J’entre au dépanneur. Le journal. La Voix. J’achète toujours la Voix au dépanneur. Pas que j’aie une véritable préférence pour ce journal, de plus en plus populiste, mais leur graphisme est intéressant. Et il présente l’avantage de ne pas être abrutissant comme les tabloïds où on retrouve trois lignes de texte insipide pour une page de photographies haute résolution.
Le commis, type asiatique qui parle un français on ne peut plus québécois, me connaît bien. C’est-à-dire qu’il sait mon nom, et pour cette raison, considère qu’il peut me raconter sa vie et celle du quartier.

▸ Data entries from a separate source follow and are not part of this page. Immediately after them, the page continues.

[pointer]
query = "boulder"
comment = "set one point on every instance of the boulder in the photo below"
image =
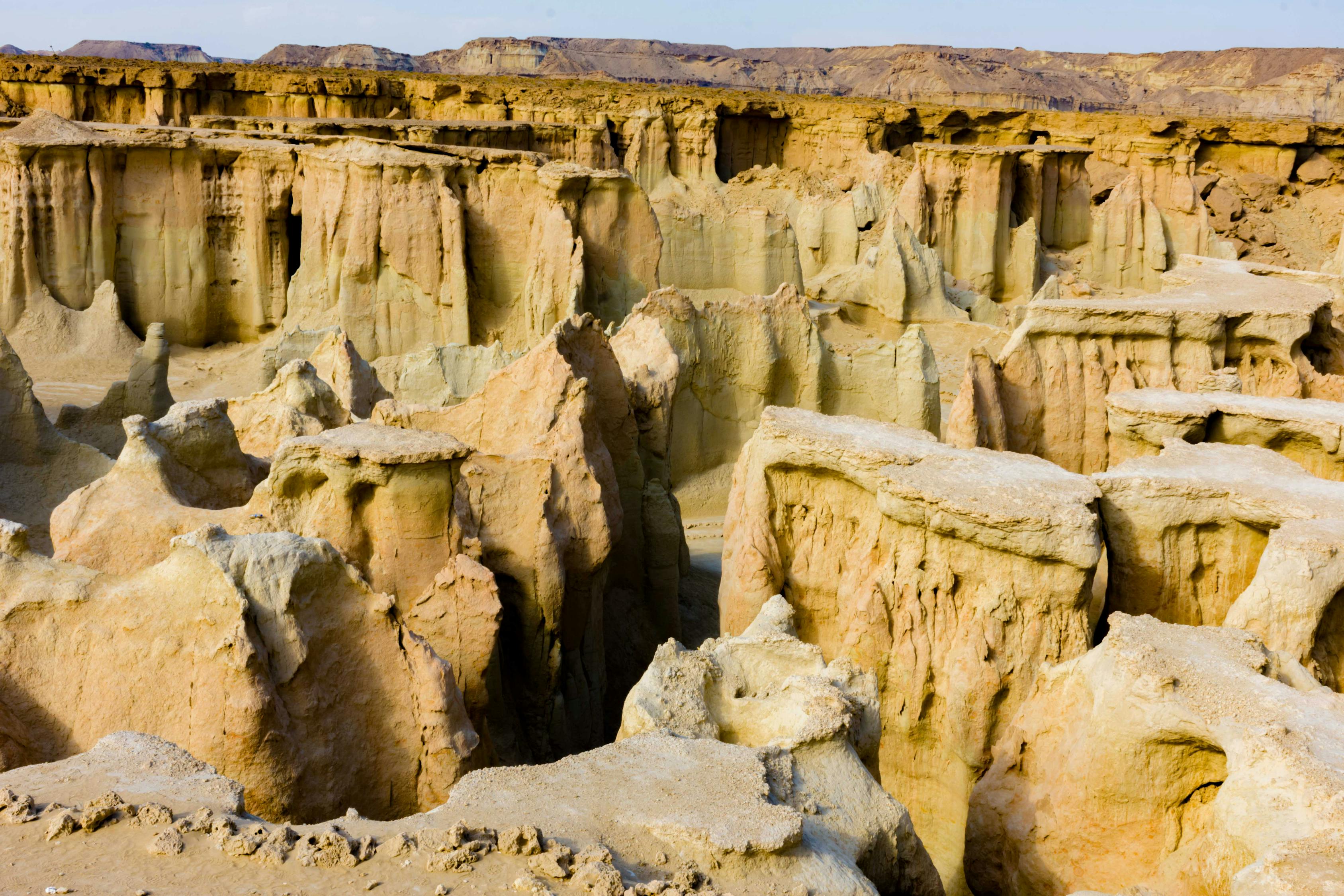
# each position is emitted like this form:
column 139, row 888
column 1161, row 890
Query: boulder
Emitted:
column 733, row 359
column 172, row 476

– Maxime! Ça va? Tu ne devineras jamais ce qui est arrivé hier !

– Madame Forget qui a gagné au loto? Je demande pour la forme, sans trop d’intérêt. Étrangement, il a l’air déçu de ma réponse.

– Comment tu sais?

– Peut-être parce qu’elle échange compulsivement toute sa monnaie contre des billets et qu’il ne se passe rien de trop excitant ici, en général.

– Ça aurait pu être un hold-up ou un début d’incendie, je ne sais pas… À l’entendre, j’ai gâché sa journée. J’en aurais honte, si j’arrivais à m’expliquer qu’un gars potentiellement intelligent comme lui passe ses journées à moisir derrière un comptoir de dépanneur à échanger des futilités avec des clients un peu con, comme moi. Il se ressaisit et poinçonne le prix du journal sur sa caisse enregistreuse. Un dollar, s’te plait.

– Ça a monté?

– Cinq cents de plus, je ne pense pas que ça fasse un trop gros trou dans ton budget. Vraisemblablement, je l’ai vexé. Pourquoi tu ne t’abonnes pas, de toute façon? Il a raison. Je devrais m’abonner. Ça me coûterait moins cher. Une femme m’a appelé récemment pour me proposer un rabais avantageux. J’ai refusé. Je sais pertinemment que je ne m’abonne pas parce que ça représente un engagement, et que je ne veux rien savoir d’aucune forme d’engagement, même si le journal fait partie de ma routine. En fait, c’est précisément parce que la lecture de la Voix est inscrite dans mes habitudes que je refuse de m’abonner. Il est plus aisé de quitter la routine quand rien ne nous y lie.

Je ne suis pas certain que mon ami chinois comprendrait le raisonnement. Pas qu’il soit idiot, seulement, il vit dans une illusion simpliste où il suffit de résilier l’abonnement quand on n’en veut plus.

La réalité est beaucoup plus complexe.